At Callum’s commands, Lance released me, and without a moment’s pause, he came for me again, exactly the same as he had the first time. The predictability of his move gave me a fraction longer to think about my response, but thinking at all was a mistake, and he caught me in the shoulder.

Use the bond, Callum told me. Feel his movements before they get there. Don’t think. Just do.

“Again,” he said out loud.

This time, I managed to dodge Lance’s fist, and when he brought his other leg back around mine, I jumped and then caught the fist he sent flying toward my face, intent on turning the momentum against him. Which would have worked beautifully if I’d been a Were. But I wasn’t, and instead, the effort of stopping his fist put some major pain on my palm.

Don’t let the bond convince you that you’re one of us, Bryn. You’re human, no matter how like a Were you feel.

“Again.”

Time after time, Lance threw blows at me, and I dodged them, playing to my strengths. I was fast, I was light, and I wasn’t afraid of playing dirty. I was small and flexible and—as Lance muttered at one point—completely insane. The bond let me predict his movements, but it did little for letting him track mine, because even I didn’t know what I was going to do next.

“Again.”

I was really beginning to hate that word. At this rate, I wouldn’t even get to shower before my first class. Impatient, I decided not to wait for Lance to come to me this time. I broke the first rule of Fighting with Werewolves 101. I attacked. And then, my common sense came back to me, and in the microsecond it took Lance to recover from an unexpected blow to a very sensitive region, I turned tail and ran, and I was up a tree before he managed to get ahold of me again.

“Good,” Callum said. I wonder if he noticed that I’d picked a taller tree this time. No way was Lance getting me off this branch with a well-aimed tackle. I waited for Callum to instruct us to begin again, but the word never came, and Lance looked up at me and smiled—or came as close to smiling as he ever did.

Then he nodded to Callum—a solemn half bow—and ran back off into the forest.

Callum looked up at me. “You’d best be getting to school. We’ll run again tonight,” he said. “And tomorrow, you’ll fight Sora.”

“When can I see Chase?” I asked.

“When you’re ready.”

“When will I be ready?”

“That remains to be seen.”

“Do the words straight answer mean nothing to you?”

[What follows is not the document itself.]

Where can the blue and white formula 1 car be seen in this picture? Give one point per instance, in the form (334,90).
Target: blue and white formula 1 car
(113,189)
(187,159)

“Enough,” Callum said, in his “This is the Final Word” voice of authority. I half-expected the bond between us to shake with the alpha-ness of it all, but it didn’t. It was almost as if this tone—which I associated with Callum putting his foot down in the most intractable way possible—had nothing to do with Callum being the leader of our pack, and everything to do with him being Callum and me being me.

“There was nothing in my permissions about not asking questions,” I told him, feeling rather secure in my perch.

“And there was nothing in your request about ending your grounding,” Callum countered.

I narrowed my eyes. “That’s Ali’s decision, not yours.”

Callum didn’t reply, and it occurred to me that the expression on Ali’s face when she’d reamed me out about my illegal adventure into Callum’s basement had looked disturbingly similar to the look on the alpha’s face now.